İç politikada Suruç patlamasının en belirgin etkisinin çözüm sürecinin seyrinde gözlemleneceğini düşünüyorum. Her ne kadar Başbakan Davutoğlu 'Muhataplar değişse de çözüm süreci devam edecektir' demiş olsa da bütün bu yaşananlar çözüm sürecinin seyrinde bir fetret dönemine sebep olabilir. Zira olayların hemen ardından HDP yetkililerinin ve PKK'nın yaptığı sorumsuz açıklamalara bakıldığında 6-7 Ekim olaylarının başlangıç süreci aklımıza geliyor. Mesele bir tek PKK ile sınırlı da değil. Suruç'ta ölenlerin cenazelerinde bazı DHKP-C örgütü elemanlarının silahlı olarak boy göstermesi, önümüzdeki dönemde terör ile mücadelede daha etkin bir yöntem izlenmesini de zorunlu kılıyor. Yani operasyonlar hem DAEŞ, PKK hem de diğer terör örgütlerini kapsayacak.
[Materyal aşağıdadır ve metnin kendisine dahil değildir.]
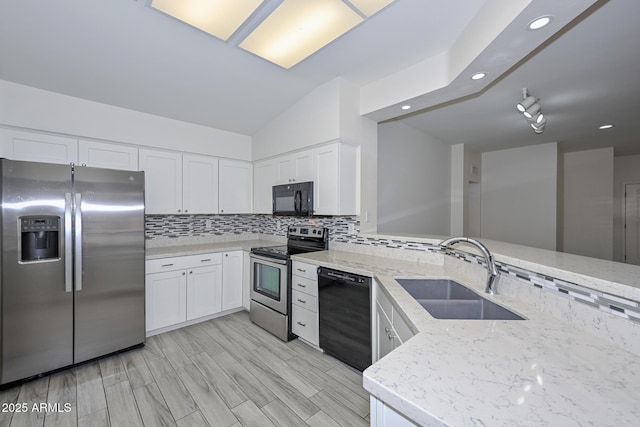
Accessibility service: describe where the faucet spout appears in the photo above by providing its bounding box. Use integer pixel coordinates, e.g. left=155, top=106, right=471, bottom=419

Yaşanan son gelişmelerin dış politika ayağında ise öncelikle DAEŞ'e karşı yürütülen operasyonlar var. Eğer Suriye'deki krize karşı etkin bir strateji geliştirilmezse DAEŞ veya benzeri terör örgütlerinin yeşerip gelişeceğini, krizden bölge ülkelerinin ister istemez etkileneceğini defalarca yazdık, söyledik.
Suruç saldırısından sonra gelişen konjonktür gösterdi ki koalisyon güçlerinin yaptığı onlarca operasyona ragmen DAEŞ bölgede hepimiz için en büyük tehdit halini almıştır. Amerika ve Türkiye ise daha henüz geçen hafta bir operasyonel ittifaka gidebildiler.
Uluslararası kamuoyu şunu anlamalıdır ki, DAEŞ sadece Türkiye'nin sorunu değil. Asıl mesele Suriye'deki krize ortak bir çözüm bulunması ve bölgede istikrarın sağlanmasıdır. Aksi halde DAEŞ, bölgede istikrarı ve uluslararası barışı tehdit etmeye devam edecektir. Türkiye, kendi güvenliğini korumak için operasyonlar yapıyor ancak operasyonlar kısa vadeli çözümler getirecektir. Asıl ihtiyacımız olan şey, Suriye krizine kalıcı bir çözüm stratejisi geliştirmektir ve bu konuda da uluslararası topluma büyük görev düşmektedir.